Silver Hits Six-Week High
Silver futures surged to their highest level in six weeks, as hopes for steady demand for the precious metal replaced the economic gloom that dragged prices lower last month.
The most actively traded silver contract, for March delivery, rose $1.116, or 3.8%, to settle at $31.675 a troy ounce on the Comex division of the New York Mercantile Exchange, the highest ending price since Dec. 9.
About half of silver demand comes from industrial uses, making the metal more sensitive to some economic indicators than gold. Because of its conductivity and durability, silver is used extensively in electronics for cellphones, computers, automobiles and solar panels.
The recent trend of better-than-expected economic data from the U.S. and top commodities consumer China has helped to blunt the pessimism that weighed on the silver market at the end of 2011.
“There is cautious optimism over industrial demand,” said Jim Steel, precious metals analyst with HSBC. “And we have very strong coin demand, which tends to be a stronger influence on silver than the other precious metals markets.”
Sales of silver coins by the U.S. mint in January are already 50% above the average monthly sales figures in 2011, a reflection of investor demand for precious metals as an alternative asset, analysts said.
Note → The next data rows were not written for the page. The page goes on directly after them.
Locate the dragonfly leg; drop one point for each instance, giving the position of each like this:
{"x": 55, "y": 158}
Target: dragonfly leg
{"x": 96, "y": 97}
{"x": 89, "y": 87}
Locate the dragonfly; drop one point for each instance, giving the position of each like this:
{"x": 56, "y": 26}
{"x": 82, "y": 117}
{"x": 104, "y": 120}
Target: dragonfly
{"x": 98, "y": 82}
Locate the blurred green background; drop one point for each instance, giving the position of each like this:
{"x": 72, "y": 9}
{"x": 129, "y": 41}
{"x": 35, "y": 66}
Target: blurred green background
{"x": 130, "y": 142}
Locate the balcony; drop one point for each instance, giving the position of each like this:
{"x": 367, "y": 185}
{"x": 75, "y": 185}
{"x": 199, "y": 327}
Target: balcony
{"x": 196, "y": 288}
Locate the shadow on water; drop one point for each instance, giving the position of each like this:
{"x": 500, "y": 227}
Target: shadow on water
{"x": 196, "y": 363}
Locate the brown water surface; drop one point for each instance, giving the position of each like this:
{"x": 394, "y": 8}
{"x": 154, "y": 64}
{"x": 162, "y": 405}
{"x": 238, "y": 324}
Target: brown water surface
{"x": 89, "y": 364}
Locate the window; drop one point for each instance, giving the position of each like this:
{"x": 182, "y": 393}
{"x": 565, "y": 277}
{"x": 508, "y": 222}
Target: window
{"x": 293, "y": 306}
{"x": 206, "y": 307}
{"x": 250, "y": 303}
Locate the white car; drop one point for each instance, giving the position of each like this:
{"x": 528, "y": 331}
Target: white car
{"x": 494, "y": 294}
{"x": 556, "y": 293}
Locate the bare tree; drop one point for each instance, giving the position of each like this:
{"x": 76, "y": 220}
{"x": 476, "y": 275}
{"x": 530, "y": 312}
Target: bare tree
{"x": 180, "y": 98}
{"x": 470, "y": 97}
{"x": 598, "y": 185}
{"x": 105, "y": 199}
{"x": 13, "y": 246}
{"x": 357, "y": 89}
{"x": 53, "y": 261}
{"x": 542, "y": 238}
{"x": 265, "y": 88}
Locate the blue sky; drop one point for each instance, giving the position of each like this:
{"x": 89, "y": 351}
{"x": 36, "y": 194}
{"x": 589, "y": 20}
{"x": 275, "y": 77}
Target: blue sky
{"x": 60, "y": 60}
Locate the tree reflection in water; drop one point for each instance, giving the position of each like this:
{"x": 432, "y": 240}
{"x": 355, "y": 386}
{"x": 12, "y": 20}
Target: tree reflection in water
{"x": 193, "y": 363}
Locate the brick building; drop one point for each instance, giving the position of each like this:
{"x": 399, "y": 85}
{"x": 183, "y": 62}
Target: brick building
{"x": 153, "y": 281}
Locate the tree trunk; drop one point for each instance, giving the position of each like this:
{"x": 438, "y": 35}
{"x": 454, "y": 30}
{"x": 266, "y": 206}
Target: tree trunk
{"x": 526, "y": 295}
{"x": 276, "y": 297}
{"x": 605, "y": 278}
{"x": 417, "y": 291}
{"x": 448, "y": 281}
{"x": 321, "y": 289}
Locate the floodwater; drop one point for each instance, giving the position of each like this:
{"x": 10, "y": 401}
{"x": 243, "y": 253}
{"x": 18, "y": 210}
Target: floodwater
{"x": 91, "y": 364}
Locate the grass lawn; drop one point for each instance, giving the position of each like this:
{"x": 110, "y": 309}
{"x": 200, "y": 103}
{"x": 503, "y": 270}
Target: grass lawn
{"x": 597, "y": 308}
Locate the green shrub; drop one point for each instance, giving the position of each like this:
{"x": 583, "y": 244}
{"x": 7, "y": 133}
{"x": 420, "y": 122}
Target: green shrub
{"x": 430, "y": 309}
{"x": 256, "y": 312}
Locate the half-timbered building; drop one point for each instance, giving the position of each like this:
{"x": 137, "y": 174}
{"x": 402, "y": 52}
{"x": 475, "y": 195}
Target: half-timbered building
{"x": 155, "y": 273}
Demand was also likely fueled as investors saw a bargain in the metal’s steep declines in late-2011.
Gold also rose on Friday, on cautious buying ahead of an expected deal between Greece and its private creditors. Negotiators are trying to ease the country’s debt load and stave off a default.
Gold for February delivery rose $9.50, or 0.6%, to settle at $1,664 a troy ounce, a five-week high.